• Nasal polyps surgery

Sinus Stent at Ingalls Helps Patient Breathe Easy

Beverly Dohman of Highland, Ind., wrestled with sinus issues for nearly a decade.

“Sleeping through the night was difficult,” she said. “I used to flip-flop from side to side just to breathe. I was miserable.”

Kleenex was her constant companion — and so was the thick, green mucous she had to clear out multiple times a day. “It literally made me sick at times,” she added. Beverly had nasal polyps, soft, non-cancerous growths on the lining of her nasal passages.

“Nasal polyps hang down like teardrops or grapes and result from chronic inflammation due to asthma, recurring infection, allergies, drug sensitivity or certain immune disorders,” explains Natan Scher, M.D., board-certified otolaryngologist and head/ neck surgeon on staff at Ingalls Memorial Hospital in Harvey.

Though the polyps themselves are painless, they can wreak havoc on the sinuses. Beverly knew that all too well. One option, sinus surgery, was something she shied away from. Earlier this year, though, her congestion was so bad, she decided surgical intervention was worth the risk. She did some online research and found Dr. Scher.

At her visit, Dr. Scher told Beverly she was a candidate for minimally invasive endoscopic sinus surgery enhanced by the implantation of a new steroid-releasing stent device in the sinuses. It’s called the Propel implant.

“It’s technology borrowed from cardiology, similar to angioplasty and stenting,” Dr. Scher explained. However, the Propel stent is different; it’s dissolvable.

“The Propel implant helps keep the sinuses open and dissolves in 30 to 45 days,” he said. “And while it’s dissolving, the stent bathes the swollen tissue in steroids.”

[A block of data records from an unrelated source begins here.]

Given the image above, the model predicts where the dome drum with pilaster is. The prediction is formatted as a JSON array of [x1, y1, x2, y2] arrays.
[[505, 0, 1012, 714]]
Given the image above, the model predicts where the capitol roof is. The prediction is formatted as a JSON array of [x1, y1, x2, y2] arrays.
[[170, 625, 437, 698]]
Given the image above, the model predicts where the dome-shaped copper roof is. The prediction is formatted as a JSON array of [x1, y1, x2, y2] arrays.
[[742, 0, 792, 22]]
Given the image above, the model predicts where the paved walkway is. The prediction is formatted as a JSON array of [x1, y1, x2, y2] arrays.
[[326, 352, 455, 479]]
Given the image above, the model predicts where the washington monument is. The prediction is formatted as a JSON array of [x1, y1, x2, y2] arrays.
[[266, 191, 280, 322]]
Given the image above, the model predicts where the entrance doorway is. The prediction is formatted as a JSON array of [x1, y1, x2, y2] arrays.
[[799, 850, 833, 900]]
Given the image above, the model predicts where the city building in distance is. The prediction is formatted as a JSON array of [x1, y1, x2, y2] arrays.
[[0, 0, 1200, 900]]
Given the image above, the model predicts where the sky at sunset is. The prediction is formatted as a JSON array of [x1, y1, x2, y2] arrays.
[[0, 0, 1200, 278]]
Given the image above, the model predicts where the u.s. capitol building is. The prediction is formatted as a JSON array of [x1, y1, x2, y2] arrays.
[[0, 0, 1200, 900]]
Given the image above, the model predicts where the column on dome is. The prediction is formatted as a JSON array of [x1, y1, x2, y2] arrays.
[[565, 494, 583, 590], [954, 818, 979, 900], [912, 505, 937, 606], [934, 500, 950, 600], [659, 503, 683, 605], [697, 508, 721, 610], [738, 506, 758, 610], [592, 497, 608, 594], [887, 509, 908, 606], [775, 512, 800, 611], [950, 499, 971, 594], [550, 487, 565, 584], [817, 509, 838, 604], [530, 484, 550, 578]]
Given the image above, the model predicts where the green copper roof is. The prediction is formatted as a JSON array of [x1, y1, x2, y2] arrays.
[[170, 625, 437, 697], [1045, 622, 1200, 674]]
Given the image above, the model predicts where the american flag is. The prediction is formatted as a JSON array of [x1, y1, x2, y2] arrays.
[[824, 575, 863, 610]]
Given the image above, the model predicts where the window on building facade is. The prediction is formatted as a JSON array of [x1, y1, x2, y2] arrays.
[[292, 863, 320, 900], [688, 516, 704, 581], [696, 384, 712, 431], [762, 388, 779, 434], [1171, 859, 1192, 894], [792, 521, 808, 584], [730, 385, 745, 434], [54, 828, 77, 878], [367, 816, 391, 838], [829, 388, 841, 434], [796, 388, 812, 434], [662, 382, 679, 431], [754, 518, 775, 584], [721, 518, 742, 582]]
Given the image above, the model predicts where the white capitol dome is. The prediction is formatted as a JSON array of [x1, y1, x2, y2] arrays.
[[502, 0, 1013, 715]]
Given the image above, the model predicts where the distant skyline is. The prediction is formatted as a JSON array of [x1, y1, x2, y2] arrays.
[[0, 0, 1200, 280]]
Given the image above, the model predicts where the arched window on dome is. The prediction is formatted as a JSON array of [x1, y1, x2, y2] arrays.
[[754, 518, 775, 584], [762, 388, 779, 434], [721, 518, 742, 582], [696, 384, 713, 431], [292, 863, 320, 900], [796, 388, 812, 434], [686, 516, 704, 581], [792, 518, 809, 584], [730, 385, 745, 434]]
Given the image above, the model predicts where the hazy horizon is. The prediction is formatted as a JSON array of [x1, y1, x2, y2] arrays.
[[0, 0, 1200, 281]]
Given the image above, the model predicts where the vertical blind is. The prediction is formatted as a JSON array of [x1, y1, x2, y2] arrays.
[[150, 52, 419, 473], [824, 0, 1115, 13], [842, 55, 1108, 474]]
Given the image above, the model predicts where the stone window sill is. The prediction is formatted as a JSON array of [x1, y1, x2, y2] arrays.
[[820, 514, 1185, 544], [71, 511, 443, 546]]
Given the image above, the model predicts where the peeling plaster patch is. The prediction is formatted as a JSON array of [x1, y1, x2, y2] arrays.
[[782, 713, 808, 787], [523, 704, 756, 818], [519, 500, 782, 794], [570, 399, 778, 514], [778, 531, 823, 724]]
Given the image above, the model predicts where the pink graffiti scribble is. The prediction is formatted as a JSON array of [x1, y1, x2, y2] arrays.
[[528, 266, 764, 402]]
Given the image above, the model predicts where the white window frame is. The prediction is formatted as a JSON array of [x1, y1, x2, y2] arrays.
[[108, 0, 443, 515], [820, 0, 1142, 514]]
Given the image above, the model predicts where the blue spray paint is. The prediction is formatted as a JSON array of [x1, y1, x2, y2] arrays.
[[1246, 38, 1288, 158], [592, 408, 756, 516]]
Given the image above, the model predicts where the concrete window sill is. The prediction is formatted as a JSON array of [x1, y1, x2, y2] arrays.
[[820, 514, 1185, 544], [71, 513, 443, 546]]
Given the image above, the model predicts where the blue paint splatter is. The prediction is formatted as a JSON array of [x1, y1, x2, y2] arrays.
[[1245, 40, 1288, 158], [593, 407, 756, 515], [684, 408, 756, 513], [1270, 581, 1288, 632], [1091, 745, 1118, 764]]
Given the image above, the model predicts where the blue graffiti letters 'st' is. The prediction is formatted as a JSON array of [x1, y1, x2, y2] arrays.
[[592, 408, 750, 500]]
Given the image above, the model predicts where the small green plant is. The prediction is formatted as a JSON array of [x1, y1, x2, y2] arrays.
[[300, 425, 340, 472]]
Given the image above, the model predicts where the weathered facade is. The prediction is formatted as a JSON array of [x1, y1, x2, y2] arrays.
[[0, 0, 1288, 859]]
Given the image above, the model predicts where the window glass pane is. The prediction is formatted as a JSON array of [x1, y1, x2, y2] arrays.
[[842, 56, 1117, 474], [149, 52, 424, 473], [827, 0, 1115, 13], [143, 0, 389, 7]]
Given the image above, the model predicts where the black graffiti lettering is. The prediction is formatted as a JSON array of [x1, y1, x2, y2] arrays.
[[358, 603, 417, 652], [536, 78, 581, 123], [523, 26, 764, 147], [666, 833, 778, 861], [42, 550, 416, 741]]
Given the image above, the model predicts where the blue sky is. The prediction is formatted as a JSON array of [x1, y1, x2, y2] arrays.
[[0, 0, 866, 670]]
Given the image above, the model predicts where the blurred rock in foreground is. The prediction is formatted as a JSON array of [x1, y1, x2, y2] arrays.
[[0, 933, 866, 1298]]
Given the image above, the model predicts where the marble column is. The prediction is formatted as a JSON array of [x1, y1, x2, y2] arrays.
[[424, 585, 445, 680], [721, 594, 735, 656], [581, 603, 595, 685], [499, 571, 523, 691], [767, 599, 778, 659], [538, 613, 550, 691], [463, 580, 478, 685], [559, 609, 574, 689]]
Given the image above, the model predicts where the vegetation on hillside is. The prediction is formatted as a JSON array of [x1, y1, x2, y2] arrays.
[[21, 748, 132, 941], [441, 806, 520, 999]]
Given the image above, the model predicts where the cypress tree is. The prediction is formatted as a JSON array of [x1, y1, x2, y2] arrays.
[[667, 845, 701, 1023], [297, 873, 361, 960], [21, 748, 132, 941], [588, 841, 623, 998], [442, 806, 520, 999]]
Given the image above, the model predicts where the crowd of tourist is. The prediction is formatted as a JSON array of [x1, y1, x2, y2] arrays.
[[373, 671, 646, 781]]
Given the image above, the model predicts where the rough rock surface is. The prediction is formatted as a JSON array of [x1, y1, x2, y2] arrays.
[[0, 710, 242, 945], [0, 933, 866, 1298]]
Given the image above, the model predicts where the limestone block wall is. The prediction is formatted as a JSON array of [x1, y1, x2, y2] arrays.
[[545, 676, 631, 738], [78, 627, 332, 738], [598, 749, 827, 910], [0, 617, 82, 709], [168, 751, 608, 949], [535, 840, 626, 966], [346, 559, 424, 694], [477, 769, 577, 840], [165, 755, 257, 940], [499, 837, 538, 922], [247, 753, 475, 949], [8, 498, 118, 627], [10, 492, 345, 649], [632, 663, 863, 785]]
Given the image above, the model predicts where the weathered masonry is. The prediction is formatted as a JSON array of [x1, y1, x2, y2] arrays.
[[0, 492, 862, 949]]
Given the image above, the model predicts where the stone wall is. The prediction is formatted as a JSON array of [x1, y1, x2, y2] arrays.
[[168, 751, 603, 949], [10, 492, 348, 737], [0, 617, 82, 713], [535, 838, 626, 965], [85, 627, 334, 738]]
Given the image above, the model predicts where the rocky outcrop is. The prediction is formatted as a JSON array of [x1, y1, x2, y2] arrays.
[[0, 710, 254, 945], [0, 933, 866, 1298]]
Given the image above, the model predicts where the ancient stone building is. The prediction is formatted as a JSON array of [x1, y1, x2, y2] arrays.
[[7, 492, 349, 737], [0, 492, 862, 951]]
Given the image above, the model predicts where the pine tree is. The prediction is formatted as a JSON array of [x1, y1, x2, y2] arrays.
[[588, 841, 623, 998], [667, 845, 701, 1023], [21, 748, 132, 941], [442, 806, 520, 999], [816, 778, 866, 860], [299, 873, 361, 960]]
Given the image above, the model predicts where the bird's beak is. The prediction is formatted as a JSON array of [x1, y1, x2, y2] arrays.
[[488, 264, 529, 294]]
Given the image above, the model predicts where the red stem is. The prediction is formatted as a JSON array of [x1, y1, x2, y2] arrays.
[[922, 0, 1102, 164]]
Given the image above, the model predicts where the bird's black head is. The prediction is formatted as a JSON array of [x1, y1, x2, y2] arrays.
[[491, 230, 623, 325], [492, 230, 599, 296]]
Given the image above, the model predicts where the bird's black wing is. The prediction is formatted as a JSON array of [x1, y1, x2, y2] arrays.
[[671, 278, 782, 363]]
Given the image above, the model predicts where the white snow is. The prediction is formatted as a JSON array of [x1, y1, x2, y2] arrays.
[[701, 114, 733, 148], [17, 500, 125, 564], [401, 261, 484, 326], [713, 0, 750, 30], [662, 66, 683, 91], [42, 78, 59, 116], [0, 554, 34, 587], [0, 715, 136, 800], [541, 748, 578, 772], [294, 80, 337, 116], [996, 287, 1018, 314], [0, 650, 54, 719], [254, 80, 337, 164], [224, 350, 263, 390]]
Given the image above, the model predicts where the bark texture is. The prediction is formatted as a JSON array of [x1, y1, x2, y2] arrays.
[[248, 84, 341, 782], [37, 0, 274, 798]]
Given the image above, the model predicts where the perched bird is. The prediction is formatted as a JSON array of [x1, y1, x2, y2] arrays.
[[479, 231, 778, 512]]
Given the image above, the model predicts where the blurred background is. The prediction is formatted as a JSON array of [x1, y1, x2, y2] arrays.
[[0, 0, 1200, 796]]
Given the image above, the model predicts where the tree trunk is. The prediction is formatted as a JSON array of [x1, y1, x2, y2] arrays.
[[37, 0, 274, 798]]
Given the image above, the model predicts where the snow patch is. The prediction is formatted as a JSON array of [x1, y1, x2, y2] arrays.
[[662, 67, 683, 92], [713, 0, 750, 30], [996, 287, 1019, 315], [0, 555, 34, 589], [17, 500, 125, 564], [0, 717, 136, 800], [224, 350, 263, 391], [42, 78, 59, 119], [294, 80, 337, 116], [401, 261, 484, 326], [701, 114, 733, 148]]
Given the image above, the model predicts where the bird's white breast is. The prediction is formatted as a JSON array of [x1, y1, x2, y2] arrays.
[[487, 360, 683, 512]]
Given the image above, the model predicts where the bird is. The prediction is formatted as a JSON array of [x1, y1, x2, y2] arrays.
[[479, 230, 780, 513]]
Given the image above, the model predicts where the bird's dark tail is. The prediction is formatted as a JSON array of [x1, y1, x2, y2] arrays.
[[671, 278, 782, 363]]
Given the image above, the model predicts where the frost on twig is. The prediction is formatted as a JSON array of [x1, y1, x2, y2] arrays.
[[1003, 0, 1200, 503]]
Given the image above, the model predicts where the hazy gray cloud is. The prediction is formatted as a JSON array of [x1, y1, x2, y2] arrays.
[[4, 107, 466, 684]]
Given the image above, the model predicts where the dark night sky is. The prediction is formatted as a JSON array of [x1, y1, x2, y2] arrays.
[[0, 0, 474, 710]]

Its spring-like device is implanted at the source of the problem, right at the mucous membrane of the sinuses, and prevents closure and scarring of the sinuses. In addition to its obvious medical benefits, the implant makes the postoperative period smoother and more comfortable.

“Sinus surgery performed with the medicated Propel stent implant reduces inflammation and scarring in the sinuses,” Dr. Scher said, “resulting in a quicker recovery.”

In Beverly’s case, Dr. Scher performed outpatient endoscopic surgery in which he inserted a small tube with a magnifying lens or tiny camera (endoscope) into the nostrils and guided it into the sinus cavities. Using tiny instruments, he removed the polyps and cleared out the infection.

“The stent left beautifully open, clear sinus cavities,” he said.

Dr. Scher was among the first in the South Suburbs to use the Propel implant on sinus patients. And Beverly is thrilled with the results.

“It’s amazing,” Beverly adds. “I can finally sleep through the night. In fact, when I breathe, I can actually hear the air going through my nose. I knew my problem was bad but I didn’t realize just how bad it was until it was gone. I would absolutely recommend the Propel implant and Dr. Scher. I have more energy; I feel great.”

For more information about sinus surgery and treatments at Ingalls, call Ingalls Care Connection at 708.915.CARE (2273).

Nasal Polyps Are Nothing to Sneeze At

Nasal polyps are soft, painless, noncancerous growths on the lining of the nasal passages or sinuses. Larger nasal polyps can block normal drainage from the sinuses. When too much fluid accumulates, it can become infected, causing thick, discolored drainage in the nose and throat.

Symptoms of nasal polyps include:

  • Nasal obstruction & congestion
  • Chronic infections
  • Runny nose & sneezing
  • Loss of smell and/or taste
  • Post-nasal drip
  • Itchy eyes & facial pain

Individuals with nasal polyps are at greater risk of developing chronic sinusitis, a condition in which the cavities around the sinuses become inflamed and swollen for several weeks, despite treatment. The first line of treatment for nasal polyps is coricosteroid spray, but issues can recur if the underlying irritation, allergy or infection isn’t controlled.

For individuals with large nasal polyps, endoscopic surgery is the most effective option. Endoscopic surgery removes the polyps that block the flow of fluids from the sinuses. Most often, these procedures are performed on an outpatient basis with extremely successful outcomes.